None so much as every minute deserves re-articulation, like candied
orange-rinds’ echoic taste, or the milliseconds spent privately
salivating over what’s past. Licked. A snow owl’s white wingspan

casting CGI shadows all over drug use. A serif font used unwittingly
to etch your personality into marble while you couldn’t
count to twelve. Your hell is experimental art, a whorl

of perpetual reoccurrence. Yours was not cellular
but a cell. We’re talking cyberspace and correctional facilities. His
was not an actor’s life but a refugee’s cliché. No shame in knocking

on mahogany doors. Go ahead and ask another angry question.
Manual labor begs to be recalled on vinyl, not satellite. His red rose
is a dead rose mottled in raindrops—another person’s

sad lyric, like your wept-over investment portfolio. Wandering
in your mind for a lost language isn’t a novel ambition.
Just try it again, with more heart this time.

 

 

WAITING ROOM

There is a lot to say about sex. The assailant’s race and gender resembled yours when walking at night in a hooded sweatshirt. Stephanopoulos conducted the interview on the red and blue-blotched flatscreen, hedging with something like, “All steps fall lightly on ice.” And you remembered seeing your car on fire, thinking it only a hedge wrapped in blinking red and blue Christmas lights.

 

 

COMMON SENSE
(A series of erasures of Zoe Leonard’s “I Want a President,” 1992)

I want a president with no place to start.

I want a lover for president.

I want for president a person with no place to lay down.

I want a vice that isn’t lost in therapy.

I want a fag with no health insurance and who respects mistakes as a boss.

I want everyone to read Thoureau’s “On Civil Disobedience.”

I didn’t want a president but I got one.

I grew saturated with choice and lost every committed line.

I want someone for president I met in a hospital.

I lay in air-conditioning and want someone who is a clown.

I lay in tombs and want someone who is a thief.

I want a dyke in place of a lover who sees love as obedience.

I want some place that has survived with no presidents.

I waste time dying to be president

I want insurance for this mistake.

I want I want I want I want I want I want I want I want I want I want I want I want I want I want I want I want.

I want rest from want.

I want a lesser evil.

I want less to burn.

I am always caught.

I want for president no one who knew.

 

 


 

jessica-baran-photoABOUT THE AUTHOR

Jessica Baran is the author of two poetry collections: “Equivalents” (Lost Roads Press, 2012 — winner of the Besmilr Brigham Women Writers Award) and “Remains To Be Used” (Apostrophe Books, 2010), as well as the chapbook “Late and Soon, Getting and Spending” (All Along Press, 2012).
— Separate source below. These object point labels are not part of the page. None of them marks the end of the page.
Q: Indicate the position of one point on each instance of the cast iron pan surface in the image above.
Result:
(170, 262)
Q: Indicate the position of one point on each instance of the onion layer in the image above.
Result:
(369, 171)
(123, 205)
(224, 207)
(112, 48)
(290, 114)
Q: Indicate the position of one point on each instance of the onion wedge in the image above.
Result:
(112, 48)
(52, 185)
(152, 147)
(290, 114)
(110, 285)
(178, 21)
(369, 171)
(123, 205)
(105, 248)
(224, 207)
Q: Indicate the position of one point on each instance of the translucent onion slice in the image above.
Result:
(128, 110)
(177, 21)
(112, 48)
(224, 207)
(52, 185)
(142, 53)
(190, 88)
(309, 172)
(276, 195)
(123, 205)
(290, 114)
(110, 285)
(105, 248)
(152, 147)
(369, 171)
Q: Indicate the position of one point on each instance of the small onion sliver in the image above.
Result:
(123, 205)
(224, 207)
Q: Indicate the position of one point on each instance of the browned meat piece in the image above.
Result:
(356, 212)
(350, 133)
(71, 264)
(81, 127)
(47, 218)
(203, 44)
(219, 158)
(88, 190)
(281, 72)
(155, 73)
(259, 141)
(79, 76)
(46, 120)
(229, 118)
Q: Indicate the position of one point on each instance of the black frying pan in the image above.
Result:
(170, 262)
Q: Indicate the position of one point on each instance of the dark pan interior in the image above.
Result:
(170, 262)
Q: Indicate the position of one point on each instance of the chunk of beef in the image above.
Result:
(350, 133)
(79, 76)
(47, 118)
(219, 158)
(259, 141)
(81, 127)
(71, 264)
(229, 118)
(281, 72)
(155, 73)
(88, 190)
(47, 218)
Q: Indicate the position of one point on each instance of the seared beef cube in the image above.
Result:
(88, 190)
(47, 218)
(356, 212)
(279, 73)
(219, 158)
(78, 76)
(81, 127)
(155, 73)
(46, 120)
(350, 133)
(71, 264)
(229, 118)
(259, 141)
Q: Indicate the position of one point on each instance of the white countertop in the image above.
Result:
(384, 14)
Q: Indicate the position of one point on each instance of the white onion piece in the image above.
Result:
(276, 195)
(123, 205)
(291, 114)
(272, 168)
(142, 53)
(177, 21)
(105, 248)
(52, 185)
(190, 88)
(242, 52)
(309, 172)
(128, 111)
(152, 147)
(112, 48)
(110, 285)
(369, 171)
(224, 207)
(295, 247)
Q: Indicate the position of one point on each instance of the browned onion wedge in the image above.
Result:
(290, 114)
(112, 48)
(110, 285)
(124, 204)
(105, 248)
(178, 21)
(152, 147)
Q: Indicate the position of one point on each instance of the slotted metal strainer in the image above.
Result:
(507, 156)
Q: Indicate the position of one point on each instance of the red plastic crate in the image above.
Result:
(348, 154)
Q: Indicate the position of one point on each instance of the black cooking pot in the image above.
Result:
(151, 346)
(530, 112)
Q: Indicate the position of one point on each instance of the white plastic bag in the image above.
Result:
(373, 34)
She is the director of fort gondo compound for the arts, a nonprofit alternative art space in St. Louis, MO. Her poetry and art criticism have appeared in Art in America, Artforum.com, A Public Space, Aufgabe, the Awl, BOMB, the Boston Review, and Poor Claudia, among other publications. More about her writing and curatorial work may be found here: jessicabaran.com.

AUTHOR STATEMENT

Common Sense is a collection of skew ekphrastic poems that frequently converses with select contemporary artworks without wholly aligning itself with them. Rather, the perceived world, both quotidian and crafted, is a platform for interior negotiations — professional, sexual, and political. While the speaker in this book is easily wooed by new knowledge and aesthetics, they ultimately seem to long for a kind of historical throwback to simpler forms and problematics.